The U.K.-based Telegraph newspaper today published an extended online version of its story by Jeremy Duns about screenwriter Ben Hecht’s 1960s scripts for Casino Royale.

You can read THE ENTIRE ARTICLE BY CLICKING HERE. What follows are a couple of excerpts.

Duns on what he discovered when he went to the Newberry Library in Chicago, where Hecht’s papers are kept:

To my amazement, I found that Hecht not only contributed to Casino Royale, but produced several complete drafts, and that much of the material survived. …Hecht adapted Ian Fleming’s first novel as a straight Bond adventure…The folders contain material from five screenplays, four of which are by Hecht. An early near-complete script from 1957 is a faithful adaptation of the novel in many ways but for one crucial element: James Bond isn’t in it. Instead of the suave but ruthless British agent, the hero is Lucky Fortunato, a rich, wisecracking American gangster who is an expert poker player…it seems likely (producer Charles K.) Feldman sent this script to Hecht as a starting point to see what he could do with it.

According to Duns, Hecht’s version of the story has Bond being directly responsible for Le Chiffre’s financial plight and need to win money back gambling (a very similar technique used by Neal Purvis, Robert Wade and Paul Haggis in 2006’s Casino Royale to set up the main Ian Fleming novel story). They have even met before the gambling begins.

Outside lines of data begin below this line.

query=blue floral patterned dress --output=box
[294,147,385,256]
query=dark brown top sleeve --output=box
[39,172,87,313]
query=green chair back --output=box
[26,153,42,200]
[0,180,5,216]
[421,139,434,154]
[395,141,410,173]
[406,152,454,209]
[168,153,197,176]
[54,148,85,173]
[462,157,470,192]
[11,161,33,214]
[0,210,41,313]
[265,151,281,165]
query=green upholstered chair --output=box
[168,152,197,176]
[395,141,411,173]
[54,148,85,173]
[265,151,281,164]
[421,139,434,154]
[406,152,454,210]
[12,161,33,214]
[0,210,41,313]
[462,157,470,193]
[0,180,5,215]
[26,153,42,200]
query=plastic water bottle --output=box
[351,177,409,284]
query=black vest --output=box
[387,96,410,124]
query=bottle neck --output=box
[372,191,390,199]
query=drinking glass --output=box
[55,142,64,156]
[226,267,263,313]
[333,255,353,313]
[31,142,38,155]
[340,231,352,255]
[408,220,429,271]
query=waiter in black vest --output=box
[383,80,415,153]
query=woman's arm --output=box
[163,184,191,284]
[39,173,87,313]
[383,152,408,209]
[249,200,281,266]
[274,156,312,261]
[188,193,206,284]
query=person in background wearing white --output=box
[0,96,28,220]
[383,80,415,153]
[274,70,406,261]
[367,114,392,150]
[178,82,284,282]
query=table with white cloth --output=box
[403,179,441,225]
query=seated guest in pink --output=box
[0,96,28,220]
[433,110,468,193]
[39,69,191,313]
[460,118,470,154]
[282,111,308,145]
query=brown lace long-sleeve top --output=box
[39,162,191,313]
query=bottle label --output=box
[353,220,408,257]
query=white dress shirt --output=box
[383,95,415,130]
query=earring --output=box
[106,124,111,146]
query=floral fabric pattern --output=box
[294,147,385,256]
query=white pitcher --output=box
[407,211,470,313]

Here’s Duns’s analysis, with April 1964 referring to the final draft by Hecht:

All the pages in Hecht’s papers are gripping, but the material from April 1964 is phenomenal, and it’s easy to imagine it as the basis for a classic Bond adventure….(T)here is also a distinctly adult feel to the story. It has all the excitement and glamour you would expect from a Bond film but is more suspenseful, and the violence is brutal rather than cartoonish.

Hecht died in April 1964. Producer Feldman ended up producing a mega-spoof instead.